A fundamental question crucial to surface-enhanced spatially offset Raman spectroscopy (SESORS) imaging and implementing it in a clinical setting for in vivo diagnostic purposes is whether a SESORS image can be used to determine the exact location of an object within tissue?
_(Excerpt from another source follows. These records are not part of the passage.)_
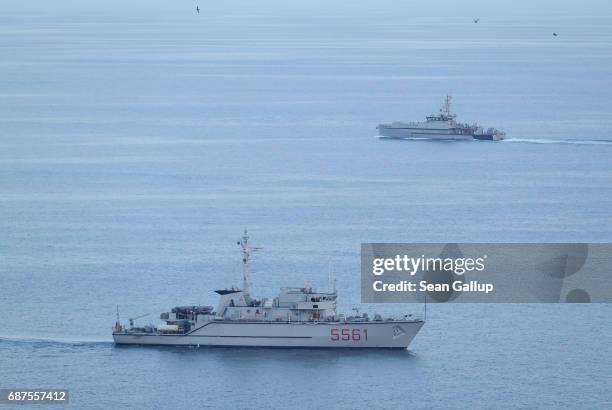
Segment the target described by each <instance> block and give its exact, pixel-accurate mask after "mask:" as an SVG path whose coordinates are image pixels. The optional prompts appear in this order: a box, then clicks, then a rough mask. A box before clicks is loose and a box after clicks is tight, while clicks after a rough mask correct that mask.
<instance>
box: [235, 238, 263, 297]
mask: <svg viewBox="0 0 612 410" xmlns="http://www.w3.org/2000/svg"><path fill="white" fill-rule="evenodd" d="M238 245H240V247H241V248H242V278H243V285H242V291H243V292H244V293H245V294H247V295H250V294H251V290H252V287H253V280H252V275H251V265H250V264H249V260H250V259H251V253H252V252H253V251H256V250H259V249H261V248H255V247H252V246H249V233H248V232H247V230H246V228H245V229H244V233H243V234H242V238H240V240H239V241H238Z"/></svg>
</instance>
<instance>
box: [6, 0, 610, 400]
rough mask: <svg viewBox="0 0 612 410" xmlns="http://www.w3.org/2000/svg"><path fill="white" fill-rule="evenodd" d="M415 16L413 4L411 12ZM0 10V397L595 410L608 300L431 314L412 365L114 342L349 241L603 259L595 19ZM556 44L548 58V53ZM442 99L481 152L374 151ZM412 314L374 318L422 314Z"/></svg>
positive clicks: (596, 41)
mask: <svg viewBox="0 0 612 410" xmlns="http://www.w3.org/2000/svg"><path fill="white" fill-rule="evenodd" d="M406 4H408V3H406ZM190 7H191V6H190V5H188V7H187V8H186V10H185V11H184V13H183V12H181V13H179V12H173V13H169V14H165V15H162V16H160V15H155V13H149V14H147V15H144V16H139V15H138V14H132V13H127V14H122V13H120V11H117V10H115V12H114V13H107V14H95V13H89V14H82V15H80V14H75V15H65V16H61V17H59V16H56V17H52V16H50V15H47V14H44V13H43V14H24V13H21V14H20V13H12V14H11V13H8V14H4V15H0V312H1V313H0V314H1V317H2V320H1V322H0V323H1V325H0V388H13V387H15V388H25V387H30V388H41V387H47V388H68V389H69V390H70V395H71V401H72V403H71V407H73V408H96V409H108V408H160V409H161V408H163V409H168V408H178V407H186V408H202V407H210V408H288V407H297V408H308V409H311V408H334V407H336V408H371V407H381V406H384V407H387V408H415V409H420V408H422V409H425V408H427V409H428V408H445V407H454V408H479V407H486V408H504V407H521V408H529V409H531V408H571V409H573V408H611V407H612V384H611V382H610V375H611V374H612V355H611V354H610V346H612V331H611V330H610V329H611V328H610V323H611V322H610V320H611V313H612V309H611V308H610V306H609V305H495V306H491V305H436V306H429V307H428V318H427V319H428V322H427V323H426V325H425V327H424V328H423V330H422V331H421V333H420V334H419V335H418V336H417V338H416V339H415V341H414V343H413V344H412V345H411V346H410V350H409V351H406V352H362V351H342V352H336V351H325V350H316V351H307V350H267V349H221V348H219V349H206V348H200V349H191V348H118V347H115V346H113V344H112V342H111V337H110V333H111V327H112V325H113V322H114V320H115V313H116V306H117V305H119V307H120V312H121V315H122V318H123V319H124V320H126V319H127V318H128V317H130V316H137V315H142V314H146V313H151V315H150V316H147V317H145V318H143V319H140V321H139V323H142V324H146V323H148V322H149V321H154V320H155V318H156V316H157V314H158V313H159V312H161V311H163V310H165V309H167V308H169V307H172V306H175V305H177V304H190V303H193V304H196V303H202V304H216V298H215V297H214V296H215V295H214V294H213V293H212V292H211V291H212V290H213V289H217V288H223V287H226V286H231V285H239V284H240V277H241V275H240V269H239V264H240V261H239V249H238V247H237V246H236V243H235V240H236V239H237V238H238V237H239V235H240V234H241V233H242V230H243V229H244V228H245V227H247V228H249V230H250V232H251V235H252V237H251V238H252V242H253V243H254V244H256V245H258V246H262V247H263V248H264V249H262V250H261V251H259V252H258V253H257V254H256V255H255V257H254V261H253V263H254V282H255V284H254V288H255V291H256V293H257V294H258V295H261V296H273V295H274V294H275V292H276V291H277V289H278V288H279V287H280V286H287V285H303V284H305V283H309V284H311V285H313V286H318V287H325V286H326V284H327V277H328V271H329V269H330V268H329V267H330V266H331V269H332V270H333V272H334V273H335V276H336V279H337V281H338V283H337V286H338V290H339V292H340V297H341V300H340V310H342V311H350V309H351V308H352V307H353V306H356V305H358V304H359V300H360V295H359V249H360V244H361V242H411V241H415V242H427V241H432V242H451V241H464V242H488V241H490V242H512V241H526V242H581V241H585V242H609V241H612V217H611V215H612V117H611V116H610V107H612V93H610V89H611V86H612V52H611V50H612V24H611V23H612V18H610V17H605V16H597V17H584V16H573V15H572V16H546V17H541V16H523V17H486V16H481V17H482V19H481V21H480V22H479V23H478V24H474V23H473V22H472V19H471V17H469V16H467V17H466V16H464V17H458V16H446V17H435V16H430V17H425V16H420V17H419V16H413V15H412V14H411V12H410V8H409V7H408V6H407V5H406V6H404V7H402V8H400V9H397V10H395V9H394V10H390V9H389V10H380V9H379V10H376V11H372V12H367V11H365V10H362V9H359V10H347V11H346V13H340V12H338V13H321V14H316V13H311V14H307V15H302V14H299V13H290V14H282V13H277V12H276V11H275V9H272V8H270V9H264V10H258V11H257V12H254V11H251V12H246V11H243V12H236V11H235V10H234V11H232V12H230V11H225V12H215V13H207V11H209V10H208V9H207V8H206V7H205V6H202V5H201V8H202V9H203V11H202V13H200V15H197V14H195V13H194V12H193V11H192V10H191V8H190ZM553 31H556V32H559V34H560V35H559V37H557V38H553V37H552V35H551V33H552V32H553ZM446 93H450V94H452V95H453V96H454V101H455V110H456V112H457V114H458V115H459V118H460V119H461V120H465V121H469V122H473V121H479V122H481V123H482V124H485V125H491V126H496V127H498V128H503V129H504V130H505V131H506V132H507V133H508V137H509V139H508V140H507V141H504V142H501V143H491V142H473V143H443V142H429V141H418V142H416V141H412V142H410V141H384V140H378V139H377V138H375V135H376V129H375V127H376V125H377V124H378V123H379V122H382V121H392V120H421V119H423V118H424V116H425V115H426V114H430V113H431V112H433V111H436V110H437V109H438V108H439V106H440V105H441V103H442V100H443V97H444V95H445V94H446ZM421 309H422V307H421V306H418V305H392V306H389V305H385V306H371V307H370V312H374V311H379V312H383V313H386V312H389V313H398V314H399V313H404V312H406V313H415V314H421Z"/></svg>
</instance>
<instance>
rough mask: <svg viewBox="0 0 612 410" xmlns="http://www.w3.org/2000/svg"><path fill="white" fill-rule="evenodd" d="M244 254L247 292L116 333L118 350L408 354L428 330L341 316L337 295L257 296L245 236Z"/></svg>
mask: <svg viewBox="0 0 612 410" xmlns="http://www.w3.org/2000/svg"><path fill="white" fill-rule="evenodd" d="M238 244H239V245H240V247H241V251H242V265H243V288H242V289H238V288H228V289H221V290H216V291H215V292H216V293H217V294H218V295H219V302H218V305H217V308H216V310H215V309H214V308H213V307H212V306H207V305H204V306H202V305H196V306H177V307H175V308H173V309H171V310H170V311H169V312H164V313H162V314H161V315H160V319H161V320H163V321H164V322H165V324H163V325H156V326H155V325H149V326H144V327H137V326H134V323H133V321H132V320H130V322H131V323H130V325H129V326H124V325H123V324H121V323H120V320H119V319H118V320H117V322H116V324H115V327H114V329H113V339H114V341H115V343H116V344H142V345H194V346H261V347H355V348H368V347H371V348H403V349H405V348H406V347H407V346H408V345H409V343H410V342H411V341H412V339H413V338H414V336H415V335H416V334H417V332H418V331H419V330H420V328H421V327H422V326H423V323H424V322H423V320H421V319H418V318H413V317H412V316H410V315H406V316H405V317H403V318H401V319H397V318H386V319H383V318H382V317H381V316H380V315H374V317H373V318H370V317H369V316H368V315H367V314H365V313H364V314H361V315H359V314H356V315H350V316H345V315H342V314H337V312H336V301H337V297H338V295H337V292H336V290H335V288H334V289H331V290H329V291H327V292H317V291H316V290H315V289H314V288H312V287H310V286H304V287H285V288H281V291H280V293H279V294H278V296H276V297H274V298H272V299H267V298H255V297H253V296H252V294H251V292H252V290H251V288H252V275H251V270H250V266H249V262H250V258H251V253H252V252H253V250H255V249H256V248H253V247H251V246H250V245H249V235H248V233H247V231H246V230H245V232H244V234H243V236H242V238H241V239H240V240H239V241H238Z"/></svg>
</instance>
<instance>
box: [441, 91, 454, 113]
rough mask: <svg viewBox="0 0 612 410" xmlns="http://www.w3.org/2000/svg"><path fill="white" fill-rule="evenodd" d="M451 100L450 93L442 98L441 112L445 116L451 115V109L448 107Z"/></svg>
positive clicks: (450, 101) (451, 102)
mask: <svg viewBox="0 0 612 410" xmlns="http://www.w3.org/2000/svg"><path fill="white" fill-rule="evenodd" d="M452 102H453V97H451V96H450V95H448V94H446V98H445V99H444V106H443V107H442V110H441V111H442V113H443V114H444V115H446V116H447V117H451V116H452V114H451V111H450V107H451V104H452Z"/></svg>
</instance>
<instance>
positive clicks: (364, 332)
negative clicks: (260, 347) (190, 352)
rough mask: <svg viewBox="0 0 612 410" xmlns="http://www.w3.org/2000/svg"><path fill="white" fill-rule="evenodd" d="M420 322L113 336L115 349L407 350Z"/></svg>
mask: <svg viewBox="0 0 612 410" xmlns="http://www.w3.org/2000/svg"><path fill="white" fill-rule="evenodd" d="M423 323H424V322H423V321H420V320H415V321H381V322H377V321H373V322H372V321H371V322H349V323H345V322H343V323H339V322H319V323H314V322H302V323H299V322H298V323H296V322H281V323H276V322H272V323H270V322H246V321H245V322H238V321H214V322H209V323H206V324H204V325H202V326H200V327H197V328H195V329H194V330H192V331H191V332H189V333H186V334H180V335H179V334H157V333H113V339H114V341H115V343H116V344H118V345H168V346H236V347H291V348H378V349H406V348H407V347H408V345H409V344H410V342H411V341H412V339H414V337H415V336H416V334H417V333H418V332H419V330H420V329H421V327H422V326H423Z"/></svg>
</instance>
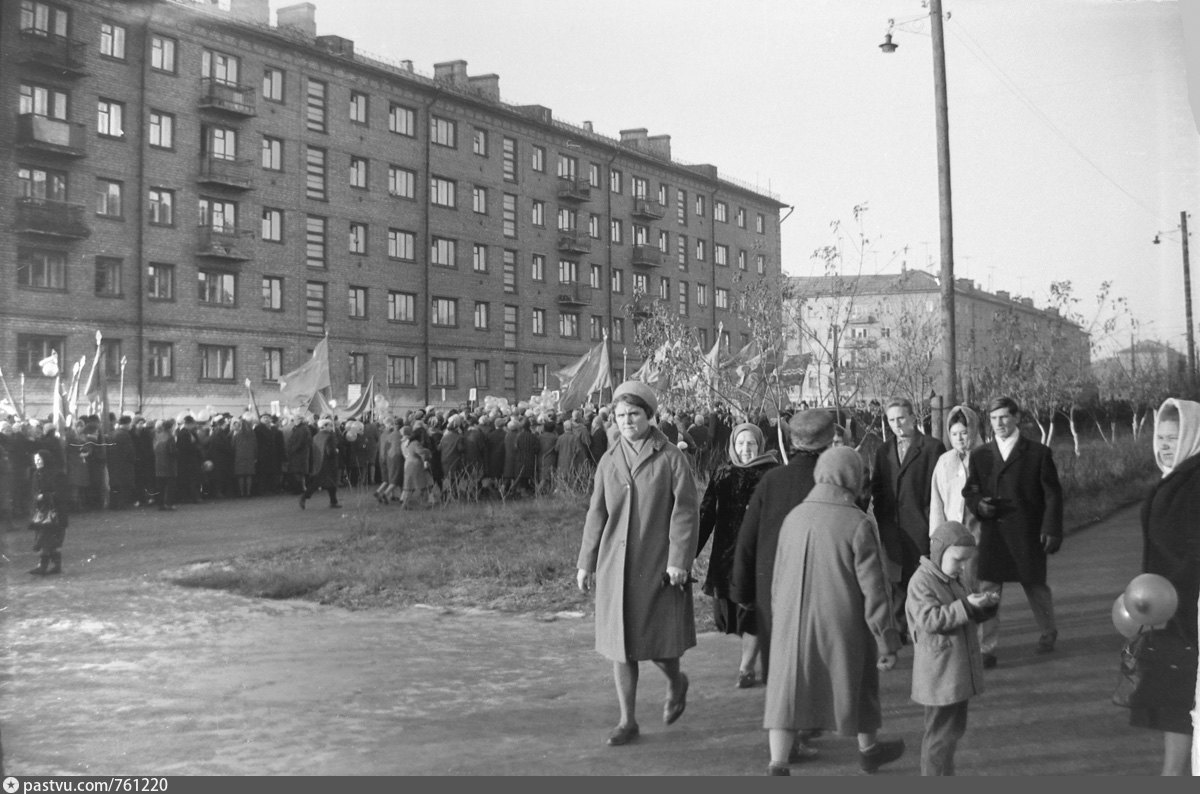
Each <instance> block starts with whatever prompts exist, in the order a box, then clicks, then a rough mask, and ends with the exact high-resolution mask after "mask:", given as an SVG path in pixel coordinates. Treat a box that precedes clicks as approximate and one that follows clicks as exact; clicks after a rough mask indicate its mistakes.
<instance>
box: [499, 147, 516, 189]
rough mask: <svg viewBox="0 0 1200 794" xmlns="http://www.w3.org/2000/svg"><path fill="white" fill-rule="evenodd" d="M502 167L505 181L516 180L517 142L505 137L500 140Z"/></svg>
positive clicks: (512, 180)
To address this question, multiple experimental factors pertaining to the optical setup in imaging experiments using an in-house-built point-collection-based spatially offset Raman spectroscopy (SORS) system were investigated to determine those critical to the three-dimensional (3D) positioning capability of SESORS. Here, we report the effects of the spatial offset magnitude and geometry on locating nanoparticles (NPs) mixed with silica powder as an imaging target through tissue and outline experimental techniques to allow for the correct interpretation of SESORS images to ascertain the correct location of NPs in the two-dimensional , -imaging plane at depth. More specifically, the effect of "linear offset-induced image drag" is presented, which refers to a spatial distortion in SESORS images caused by the magnitude and direction of the linear offset and highlight the need for an annular SORS collection geometry during imaging to neutralize these asymmetric effects. Additionally, building on these principles, the concept of "ratiometric SESORS imaging" is introduced for the location of buried inclusions in three dimensions. Together these principles are vital in developing a methodology for the location of surface-enhanced Raman scattering-active inclusions in three dimensions. This approach utilizes the relationship between the magnitude of the spatial offset, the probed depth, and ratiometric analysis of the NP and tissue Raman intensities to ultimately image and spatially discriminate between two distinct NP flavors buried at different depths within a 3D model for the first time. This research demonstrates how to accurately identify multiple objects at depth in tissue and their location using SESORS which addresses a key capability in moving SESORS closer to use in biomedical applications.
一个对于表面增强空间位移拉曼光谱(SESORS)成像至关重要的基本问题,也是将其应用于临床进行体内诊断的关键问题是,SESORS 图像是否可以用于确定组织内物体的精确位置?为了解决这个问题,本研究针对使用内部构建的基于点采集的空间位移拉曼光谱(SORS)系统进行成像实验的光学设置的多个实验因素进行了研究,以确定对 SESORS 三维(3D)定位能力至关重要的因素。在此,我们报告了空间位移幅度和几何形状对定位与二氧化硅粉末混合的纳米颗粒(NPs)的影响,这些 NPs 作为成像目标穿过组织,并概述了实验技术,以允许正确解释 SESORS 图像,从而确定 NPs 在二维成像平面中的正确位置在深度。更具体地说,提出了“线性偏移引起的图像拖曳”的影响,这是指 SESORS 图像中由于线性偏移的幅度和方向引起的空间变形,并强调在成像过程中需要采用环形 SORS 采集几何形状来中和这些不对称效应。此外,基于这些原理,引入了“比率 SESORS 成像”的概念,用于定位三维中的埋入式包裹体。这些原理对于开发一种用于定位三维中表面增强拉曼散射活性包裹体的方法至关重要。该方法利用空间偏移幅度、探测深度以及 NP 和组织拉曼强度的比率分析之间的关系,最终首次在三维模型中对埋藏在不同深度的两种不同 NP 风味进行成像和空间区分。这项研究展示了如何使用 SESORS 准确识别组织深处的多个物体及其位置,这是将 SESORS 更接近生物医学应用的关键能力之一。